- Railway station in 2026

General information
- Location: Otmuchów, Opole Voivodeship Poland
- Owner: Polish State Railways
- Lines: Katowice–Legnica; Otmuchów–Dziewiętlice; Otmuchów–Przeworno;
- Platforms: 2
- Tracks: 3
- Train operators: PKP Intercity; Polregio;

Construction
- Architectural style: Rundbogenstil

History
- Opened: 1874
- Closed: 2010 (passenger traffic)
- Former names: Ottmachau (before 1945); Odmuchów (before 1946);

= Otmuchów railway station =

Railway station in Poland

Otmuchów is a railway station in Otmuchów, Nysa County, within the Opole Voivodeship in southern Poland.
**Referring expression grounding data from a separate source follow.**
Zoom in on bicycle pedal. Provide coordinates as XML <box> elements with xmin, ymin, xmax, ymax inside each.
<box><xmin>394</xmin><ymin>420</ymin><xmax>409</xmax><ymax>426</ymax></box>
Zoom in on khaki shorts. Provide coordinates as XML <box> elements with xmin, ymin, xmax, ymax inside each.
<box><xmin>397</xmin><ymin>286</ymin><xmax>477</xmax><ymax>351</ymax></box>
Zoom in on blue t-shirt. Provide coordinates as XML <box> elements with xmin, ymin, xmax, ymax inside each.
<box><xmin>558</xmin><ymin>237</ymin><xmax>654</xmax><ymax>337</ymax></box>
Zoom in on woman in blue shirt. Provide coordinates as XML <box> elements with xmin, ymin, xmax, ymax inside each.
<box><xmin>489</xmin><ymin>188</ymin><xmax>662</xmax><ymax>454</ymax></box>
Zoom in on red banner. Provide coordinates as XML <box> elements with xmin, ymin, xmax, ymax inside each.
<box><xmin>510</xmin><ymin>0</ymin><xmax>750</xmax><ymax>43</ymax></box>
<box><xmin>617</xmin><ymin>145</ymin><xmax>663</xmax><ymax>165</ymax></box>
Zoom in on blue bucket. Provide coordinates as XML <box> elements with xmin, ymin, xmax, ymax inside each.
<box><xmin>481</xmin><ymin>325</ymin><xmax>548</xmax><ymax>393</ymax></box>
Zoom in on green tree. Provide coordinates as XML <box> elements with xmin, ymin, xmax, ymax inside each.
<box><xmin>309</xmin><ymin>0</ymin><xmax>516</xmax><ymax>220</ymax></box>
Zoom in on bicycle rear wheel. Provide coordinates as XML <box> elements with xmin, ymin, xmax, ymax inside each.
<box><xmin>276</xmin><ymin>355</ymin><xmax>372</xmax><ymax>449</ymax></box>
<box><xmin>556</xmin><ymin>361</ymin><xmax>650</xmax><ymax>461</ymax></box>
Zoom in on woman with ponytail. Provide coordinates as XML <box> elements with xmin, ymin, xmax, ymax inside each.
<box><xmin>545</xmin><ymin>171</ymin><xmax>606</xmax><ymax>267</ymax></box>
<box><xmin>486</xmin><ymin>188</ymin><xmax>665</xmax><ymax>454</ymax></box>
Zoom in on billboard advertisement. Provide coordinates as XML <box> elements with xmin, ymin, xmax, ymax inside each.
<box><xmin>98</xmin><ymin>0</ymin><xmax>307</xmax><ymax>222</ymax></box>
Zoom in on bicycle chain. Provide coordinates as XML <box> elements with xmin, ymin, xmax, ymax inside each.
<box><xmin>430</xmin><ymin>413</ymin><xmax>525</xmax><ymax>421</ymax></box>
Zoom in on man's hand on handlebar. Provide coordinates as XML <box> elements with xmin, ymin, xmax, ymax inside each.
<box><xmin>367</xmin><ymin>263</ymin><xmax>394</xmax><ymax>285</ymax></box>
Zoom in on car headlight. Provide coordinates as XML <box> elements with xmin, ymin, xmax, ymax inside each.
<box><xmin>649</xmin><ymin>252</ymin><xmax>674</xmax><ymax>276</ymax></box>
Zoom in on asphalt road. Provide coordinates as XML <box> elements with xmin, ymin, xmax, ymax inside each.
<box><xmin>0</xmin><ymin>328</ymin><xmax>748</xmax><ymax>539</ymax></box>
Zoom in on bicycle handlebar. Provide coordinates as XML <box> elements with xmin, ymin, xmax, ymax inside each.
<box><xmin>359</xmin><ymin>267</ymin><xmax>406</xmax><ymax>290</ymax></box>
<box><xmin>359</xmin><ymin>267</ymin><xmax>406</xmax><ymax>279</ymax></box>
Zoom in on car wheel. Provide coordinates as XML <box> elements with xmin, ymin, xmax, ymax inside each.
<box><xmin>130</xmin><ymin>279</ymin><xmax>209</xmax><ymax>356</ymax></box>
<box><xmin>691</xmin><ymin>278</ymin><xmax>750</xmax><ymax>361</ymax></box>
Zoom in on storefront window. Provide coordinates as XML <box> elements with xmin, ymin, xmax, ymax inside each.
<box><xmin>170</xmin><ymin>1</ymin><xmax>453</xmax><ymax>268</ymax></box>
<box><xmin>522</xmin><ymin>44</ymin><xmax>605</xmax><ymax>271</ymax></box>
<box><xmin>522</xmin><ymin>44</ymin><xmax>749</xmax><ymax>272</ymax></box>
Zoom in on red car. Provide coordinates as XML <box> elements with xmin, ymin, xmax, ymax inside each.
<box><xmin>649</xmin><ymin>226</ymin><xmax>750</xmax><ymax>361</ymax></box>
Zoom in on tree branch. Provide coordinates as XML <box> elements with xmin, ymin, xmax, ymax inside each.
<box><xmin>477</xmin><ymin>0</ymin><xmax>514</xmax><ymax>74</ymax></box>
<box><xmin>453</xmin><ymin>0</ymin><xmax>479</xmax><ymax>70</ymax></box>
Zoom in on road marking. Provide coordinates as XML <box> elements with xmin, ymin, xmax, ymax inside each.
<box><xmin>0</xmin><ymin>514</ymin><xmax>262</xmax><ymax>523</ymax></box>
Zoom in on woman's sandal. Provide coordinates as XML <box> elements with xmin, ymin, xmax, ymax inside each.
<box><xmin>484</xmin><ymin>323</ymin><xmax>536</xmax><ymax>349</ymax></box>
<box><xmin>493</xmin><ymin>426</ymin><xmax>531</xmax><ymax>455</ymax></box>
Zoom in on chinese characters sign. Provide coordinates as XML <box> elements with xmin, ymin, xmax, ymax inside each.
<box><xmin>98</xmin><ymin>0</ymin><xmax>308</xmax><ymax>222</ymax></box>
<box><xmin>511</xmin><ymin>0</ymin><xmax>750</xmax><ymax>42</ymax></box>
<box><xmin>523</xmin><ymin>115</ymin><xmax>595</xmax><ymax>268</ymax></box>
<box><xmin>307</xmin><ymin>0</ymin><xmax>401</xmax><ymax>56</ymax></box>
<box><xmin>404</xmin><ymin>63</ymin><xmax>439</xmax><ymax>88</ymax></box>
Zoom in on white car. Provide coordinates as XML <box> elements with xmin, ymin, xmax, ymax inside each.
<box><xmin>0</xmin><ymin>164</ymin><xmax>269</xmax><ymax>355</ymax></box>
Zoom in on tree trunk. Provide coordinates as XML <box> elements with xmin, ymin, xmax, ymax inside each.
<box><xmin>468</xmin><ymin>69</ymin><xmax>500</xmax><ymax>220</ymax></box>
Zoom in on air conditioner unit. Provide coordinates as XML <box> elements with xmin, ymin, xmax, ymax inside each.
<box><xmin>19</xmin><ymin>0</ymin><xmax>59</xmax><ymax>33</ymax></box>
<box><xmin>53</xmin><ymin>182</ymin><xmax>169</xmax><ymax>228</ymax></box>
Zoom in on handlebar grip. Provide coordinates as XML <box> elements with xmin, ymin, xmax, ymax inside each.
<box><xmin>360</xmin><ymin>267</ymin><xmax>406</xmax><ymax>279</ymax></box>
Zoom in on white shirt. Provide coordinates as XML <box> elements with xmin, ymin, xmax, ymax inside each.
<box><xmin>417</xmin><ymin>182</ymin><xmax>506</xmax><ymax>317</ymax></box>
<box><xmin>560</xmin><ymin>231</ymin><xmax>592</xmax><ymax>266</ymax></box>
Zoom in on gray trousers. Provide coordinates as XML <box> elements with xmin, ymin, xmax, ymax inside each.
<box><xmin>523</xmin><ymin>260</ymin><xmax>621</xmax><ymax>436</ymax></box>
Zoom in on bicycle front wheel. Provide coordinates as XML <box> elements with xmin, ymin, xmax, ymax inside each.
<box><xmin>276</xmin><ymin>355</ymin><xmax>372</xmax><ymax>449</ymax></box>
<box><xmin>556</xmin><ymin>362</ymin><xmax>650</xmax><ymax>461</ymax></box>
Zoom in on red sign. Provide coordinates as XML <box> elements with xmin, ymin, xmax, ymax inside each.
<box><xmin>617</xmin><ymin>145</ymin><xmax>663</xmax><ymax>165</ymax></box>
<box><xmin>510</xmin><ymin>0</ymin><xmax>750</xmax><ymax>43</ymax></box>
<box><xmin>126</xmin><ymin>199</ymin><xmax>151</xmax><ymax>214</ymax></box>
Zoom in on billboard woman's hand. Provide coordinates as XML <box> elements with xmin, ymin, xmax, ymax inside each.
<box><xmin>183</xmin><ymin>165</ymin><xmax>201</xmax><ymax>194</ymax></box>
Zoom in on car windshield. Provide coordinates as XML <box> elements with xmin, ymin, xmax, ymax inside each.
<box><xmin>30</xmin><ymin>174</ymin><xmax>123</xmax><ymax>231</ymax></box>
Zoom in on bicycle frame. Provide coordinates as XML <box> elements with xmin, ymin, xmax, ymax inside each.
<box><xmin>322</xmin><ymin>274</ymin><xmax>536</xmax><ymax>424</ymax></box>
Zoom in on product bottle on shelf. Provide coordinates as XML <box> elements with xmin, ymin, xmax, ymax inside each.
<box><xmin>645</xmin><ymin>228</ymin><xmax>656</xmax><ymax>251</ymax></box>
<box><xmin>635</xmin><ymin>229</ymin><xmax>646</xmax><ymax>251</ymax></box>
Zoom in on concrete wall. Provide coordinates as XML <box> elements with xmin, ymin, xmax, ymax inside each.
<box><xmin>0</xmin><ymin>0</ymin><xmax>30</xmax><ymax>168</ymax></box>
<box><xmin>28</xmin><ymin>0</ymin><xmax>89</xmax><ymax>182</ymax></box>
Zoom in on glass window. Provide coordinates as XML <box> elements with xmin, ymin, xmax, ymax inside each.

The railway station was opened in 1874. Between 2009 and 2010, on the railway station, no passenger traffic was operated there.

== Passenger traffic ==
In 2022, the daily passenger exchange at the station was 19 to 51 passengers.

== Infrastructure ==
The railway station is divided into 3 parts: the warehouse section, there used to be a warehouse there, but currently there are rooms with other uses (e.g., luggage storage), the passenger section: there was a waiting room, a timetable (visible), a ticket office (one or two windows, most likely only 1), and a table with a chair, which remains inside today, and the residential section: the rooms have windows barricaded from the inside. The station building is partially inhabited, the entrance is from the street side, and the apartments are only on the upper floor.

There are 3 platforms. The first, located at the station, is made of paving stones and has a wooden shelter above it, which appears to be renovated. It is a single-edged platform and is out of service, as indicated by the no-entry sign on the track along the edge. The second is the main station platform; it is an island platform, also made of paving stones, and has a well-maintained, newly painted shelter above it. Currently, it is the only platform in use. The third platform is used temporary, the access to it is across the track.